At another place, he tells us of being rather startled to be described in a review of one of his books by Cyril Connolly, a friend, as being a bit of a schizophrenic. Startled and disturbed, as his perception was that schizophrenics do not find their home, they are condemned to a sort of life-long purgatory, in limbo perhaps. Which may well be true, but I have not yet assimilated this perception, this thought, to what little I know of them. It also occurred to me that as a tricky creative, he might have had more sensitivity about such matters than the rest of us.
He certainly had the odd habit, from childhood until middle age, at times of sickness (sometimes tubercular), stress or excessive emotion, of hallucinating that he was levitating, gliding along a few feet above the ground. Perhaps as he hurried across London Bridge on the way home. Something he seemed to have just grown out of as he began to see his way home.
Lots more material about the life-long difficulties, issues and scarring of people who have climbed up into the respectable world from the gutter, from the slums of somewhere or other. With he himself, not starting in a slum, but in a decidedly lower-middle class sort of life, the sort of life that Orwell poked so hard at, sometimes rather unkindly. Church himself seems to have known plenty of such people, but as he recognises and applauds, a much rarer breed now, with education and opportunities there for a much larger proportion of us. Those that want them, that is.

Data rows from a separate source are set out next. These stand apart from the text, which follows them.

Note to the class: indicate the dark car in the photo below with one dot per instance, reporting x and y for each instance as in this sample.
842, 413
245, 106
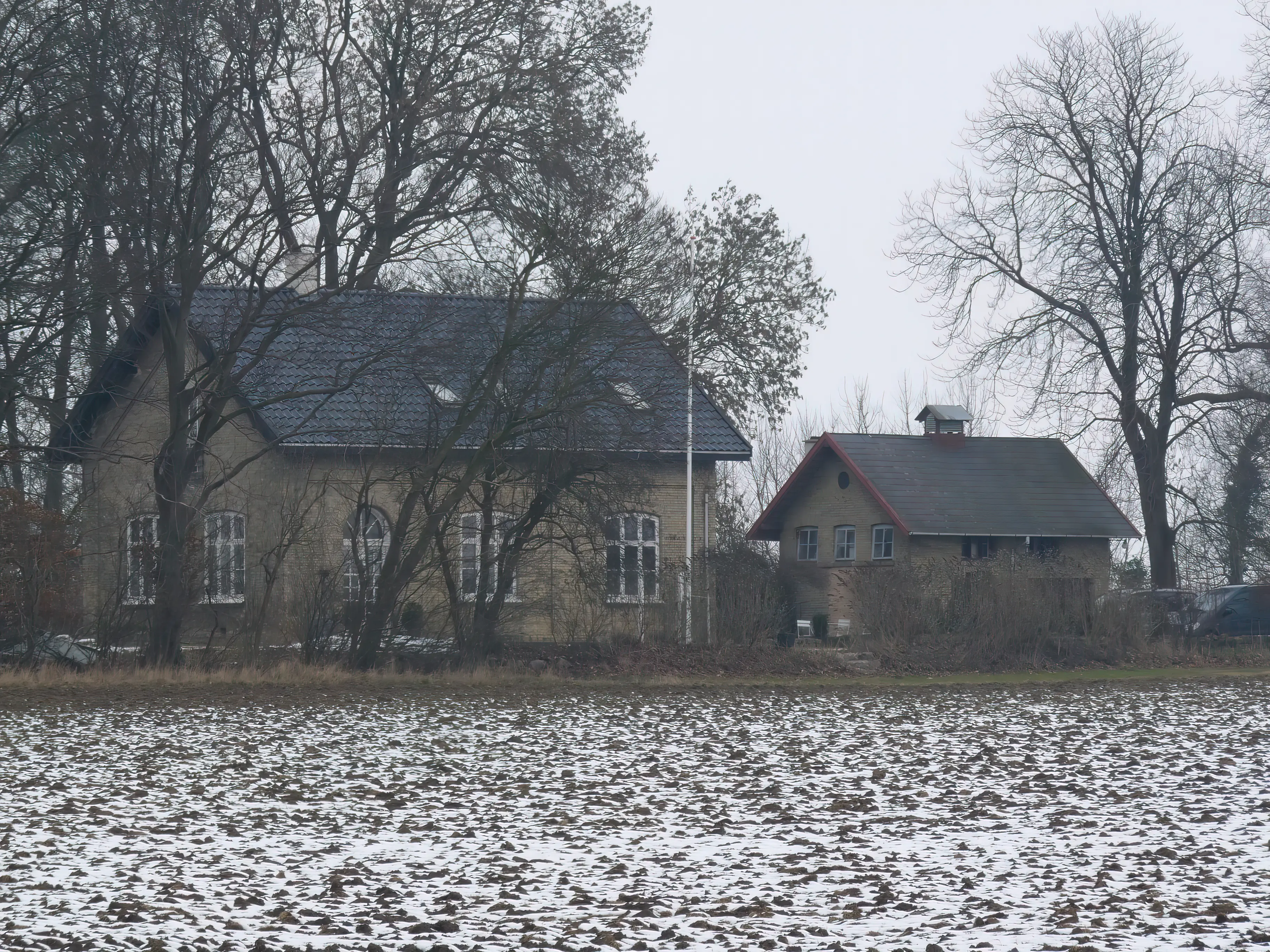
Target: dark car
1235, 610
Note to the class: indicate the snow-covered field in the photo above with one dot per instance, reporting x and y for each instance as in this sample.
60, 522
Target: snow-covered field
1030, 818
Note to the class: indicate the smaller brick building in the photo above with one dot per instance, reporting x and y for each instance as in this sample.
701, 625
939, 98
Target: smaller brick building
863, 502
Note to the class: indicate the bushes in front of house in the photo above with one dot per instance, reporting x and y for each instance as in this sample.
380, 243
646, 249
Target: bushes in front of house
1020, 612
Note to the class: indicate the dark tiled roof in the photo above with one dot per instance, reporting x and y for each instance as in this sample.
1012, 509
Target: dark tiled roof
418, 344
990, 487
966, 487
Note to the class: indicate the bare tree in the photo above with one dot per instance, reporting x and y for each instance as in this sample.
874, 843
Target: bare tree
756, 301
1099, 248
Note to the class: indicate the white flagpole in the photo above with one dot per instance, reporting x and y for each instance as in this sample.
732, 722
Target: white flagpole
688, 562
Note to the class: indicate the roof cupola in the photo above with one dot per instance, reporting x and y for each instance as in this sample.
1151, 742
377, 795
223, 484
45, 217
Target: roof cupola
944, 418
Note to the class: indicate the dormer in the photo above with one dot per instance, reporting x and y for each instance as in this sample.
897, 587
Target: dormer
944, 418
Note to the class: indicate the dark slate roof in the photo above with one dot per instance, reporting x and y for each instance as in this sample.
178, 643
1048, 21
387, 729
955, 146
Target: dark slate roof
990, 487
420, 344
972, 487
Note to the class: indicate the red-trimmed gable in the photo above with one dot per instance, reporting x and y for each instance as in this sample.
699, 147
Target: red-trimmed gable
768, 527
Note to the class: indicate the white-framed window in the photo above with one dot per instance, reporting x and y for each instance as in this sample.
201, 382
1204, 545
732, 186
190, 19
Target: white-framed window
143, 560
473, 559
808, 544
225, 556
445, 395
630, 395
366, 542
632, 558
977, 548
884, 542
844, 544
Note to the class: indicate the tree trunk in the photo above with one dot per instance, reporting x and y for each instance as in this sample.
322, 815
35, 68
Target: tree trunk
1152, 485
172, 473
55, 479
17, 476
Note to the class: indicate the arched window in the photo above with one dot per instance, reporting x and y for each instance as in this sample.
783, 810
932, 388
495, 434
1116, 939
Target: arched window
225, 556
143, 560
366, 542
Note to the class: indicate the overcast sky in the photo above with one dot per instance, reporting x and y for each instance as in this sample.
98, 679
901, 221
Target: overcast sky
833, 110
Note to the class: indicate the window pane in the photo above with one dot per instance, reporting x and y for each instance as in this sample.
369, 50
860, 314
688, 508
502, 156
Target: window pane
649, 573
615, 569
630, 570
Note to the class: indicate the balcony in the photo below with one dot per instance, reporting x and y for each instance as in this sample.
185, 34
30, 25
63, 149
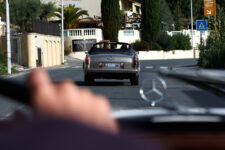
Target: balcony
80, 32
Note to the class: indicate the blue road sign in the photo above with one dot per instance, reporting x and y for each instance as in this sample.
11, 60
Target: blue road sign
201, 25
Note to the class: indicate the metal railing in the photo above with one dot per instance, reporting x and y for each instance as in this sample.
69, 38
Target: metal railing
80, 32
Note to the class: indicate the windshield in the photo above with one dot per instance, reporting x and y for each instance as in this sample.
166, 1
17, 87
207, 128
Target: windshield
116, 48
146, 38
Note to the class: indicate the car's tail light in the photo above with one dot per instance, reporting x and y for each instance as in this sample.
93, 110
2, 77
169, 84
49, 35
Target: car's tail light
135, 60
122, 66
87, 60
100, 66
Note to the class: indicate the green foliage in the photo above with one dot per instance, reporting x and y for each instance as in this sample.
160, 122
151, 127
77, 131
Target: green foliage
48, 11
212, 54
213, 58
175, 42
71, 16
110, 10
164, 40
185, 7
181, 42
140, 45
22, 12
150, 21
178, 16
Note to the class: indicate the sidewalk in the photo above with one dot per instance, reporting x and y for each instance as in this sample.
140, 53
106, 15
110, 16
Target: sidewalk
70, 62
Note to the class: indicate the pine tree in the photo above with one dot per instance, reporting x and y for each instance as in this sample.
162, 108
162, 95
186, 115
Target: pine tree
110, 10
150, 21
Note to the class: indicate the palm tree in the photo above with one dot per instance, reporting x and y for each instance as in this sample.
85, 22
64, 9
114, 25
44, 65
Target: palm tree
48, 11
71, 16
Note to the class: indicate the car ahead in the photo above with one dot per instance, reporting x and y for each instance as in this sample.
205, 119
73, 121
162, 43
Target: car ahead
111, 60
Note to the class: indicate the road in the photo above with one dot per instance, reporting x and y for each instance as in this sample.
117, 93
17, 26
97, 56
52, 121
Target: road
124, 96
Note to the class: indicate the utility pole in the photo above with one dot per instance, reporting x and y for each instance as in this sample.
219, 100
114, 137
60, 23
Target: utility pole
8, 38
192, 30
62, 29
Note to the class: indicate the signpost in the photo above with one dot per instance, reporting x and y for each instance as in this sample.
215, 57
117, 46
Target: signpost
209, 7
8, 38
210, 10
201, 25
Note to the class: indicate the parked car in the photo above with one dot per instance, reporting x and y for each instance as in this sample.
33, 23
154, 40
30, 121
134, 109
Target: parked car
110, 60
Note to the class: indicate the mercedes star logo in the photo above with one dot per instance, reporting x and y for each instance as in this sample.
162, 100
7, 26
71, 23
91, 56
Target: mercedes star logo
153, 90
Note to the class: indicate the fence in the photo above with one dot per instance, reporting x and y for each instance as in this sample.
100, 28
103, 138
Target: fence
45, 28
80, 32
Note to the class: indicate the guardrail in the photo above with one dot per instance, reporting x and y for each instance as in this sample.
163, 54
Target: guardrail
79, 32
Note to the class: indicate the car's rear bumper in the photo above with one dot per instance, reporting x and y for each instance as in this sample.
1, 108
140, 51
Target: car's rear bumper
112, 74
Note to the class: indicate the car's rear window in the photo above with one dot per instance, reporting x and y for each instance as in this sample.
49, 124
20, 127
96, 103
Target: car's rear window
121, 48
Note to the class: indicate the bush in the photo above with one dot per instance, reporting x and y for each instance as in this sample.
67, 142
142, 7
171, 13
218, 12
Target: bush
68, 51
164, 40
211, 57
180, 42
141, 46
175, 42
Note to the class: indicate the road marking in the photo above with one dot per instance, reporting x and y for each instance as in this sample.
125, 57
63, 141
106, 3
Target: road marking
149, 67
64, 67
163, 67
77, 67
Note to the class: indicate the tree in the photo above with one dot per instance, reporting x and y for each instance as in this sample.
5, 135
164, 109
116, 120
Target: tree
72, 15
150, 21
22, 12
48, 11
110, 10
178, 16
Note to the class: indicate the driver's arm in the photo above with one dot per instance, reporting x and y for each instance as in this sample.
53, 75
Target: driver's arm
67, 101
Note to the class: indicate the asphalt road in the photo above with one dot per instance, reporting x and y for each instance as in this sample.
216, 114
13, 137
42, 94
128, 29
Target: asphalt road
124, 96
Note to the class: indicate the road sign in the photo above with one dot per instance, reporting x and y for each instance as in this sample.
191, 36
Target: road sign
209, 7
201, 25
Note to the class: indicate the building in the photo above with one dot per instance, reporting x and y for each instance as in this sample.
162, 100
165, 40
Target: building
94, 6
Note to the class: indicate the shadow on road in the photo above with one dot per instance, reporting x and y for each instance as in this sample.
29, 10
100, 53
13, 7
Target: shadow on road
101, 83
206, 99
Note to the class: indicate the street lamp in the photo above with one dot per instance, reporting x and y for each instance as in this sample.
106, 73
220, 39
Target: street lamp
8, 38
62, 30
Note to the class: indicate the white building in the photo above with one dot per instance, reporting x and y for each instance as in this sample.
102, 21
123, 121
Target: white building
94, 6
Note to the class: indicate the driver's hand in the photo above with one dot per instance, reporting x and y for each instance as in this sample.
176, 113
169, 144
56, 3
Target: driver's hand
66, 100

Church writes of the great divide for the men of his generation between those who had served in the forces, particularly in the army in the trenches of France or Belgium, from those who hadn’t, for one reason or another. With many of those who had being marked for life by the experience.
Intrigued by his mentioning Sir John Tiptoft, Earl of Worcester, said to be both a Renaissance scholar and capable of great savagery on and after battles, reference 12 is on its way.
Conclusions
An interesting read, full of all kinds of insights. I dare say I shall read all three volumes again at some point. Presently stuck into his much earlier novel, ‘The Porch’, reference 6, which covers some of the same ground as the first volume of autobiography. From Dent, for whom he worked for many years, rather than from Heinemann, who did the present volumes.
Nevertheless, I still feel that Church lived in a rather different sort of world to mine: he saw things and felt things in a way that I do not. He was almost overwhelmed by the power of words; a quantitatively different reaction to my own. This despite there being plenty of touch points – not least the Department of Employment where we both did time – a brand new institution in his day.
And I am not sure what younger readers, much further away from the first half of the twentieth century than I am, would make of it all. Perhaps these three volumes are, in that sense, something of a period piece.
References
Reference 1: https://psmv5.blogspot.com/2024/09/church-two.html.
Reference 2: Over the bridge – Richard Church – 1955.
Reference 3: The golden sovereign – Richard Church – 1957.
Reference 4: The voyage home – Richard Church – 1964.
Reference 5: Orality and Literacy: The Technologizing of the Word – Walter J. Ong, S.J. – 1982.
Reference 6: The Porch – Richard Church – 1937. My copy a cheap reprint from the same year, complete with dust jacket.
Reference 7: https://en.wikipedia.org/wiki/Richard_Church_(poet).
Reference 8: https://psmv3.blogspot.com/2018/01/midwife.html.
Reference 9: https://psmv5.blogspot.com/2025/02/an-experiment.html.
Reference 10: Orality – John D. Niles – 2020.
Reference 11: Oral storytelling and Irish identity – Margaret Caroline McGlothlin – 2017. A thesis from Waco.
Reference 12: Sir John Tiptoft, 'Butcher of England': Earl of Worcester, Edward IV's Enforcer and Humanist Scholar – Spring, Peter – 2018.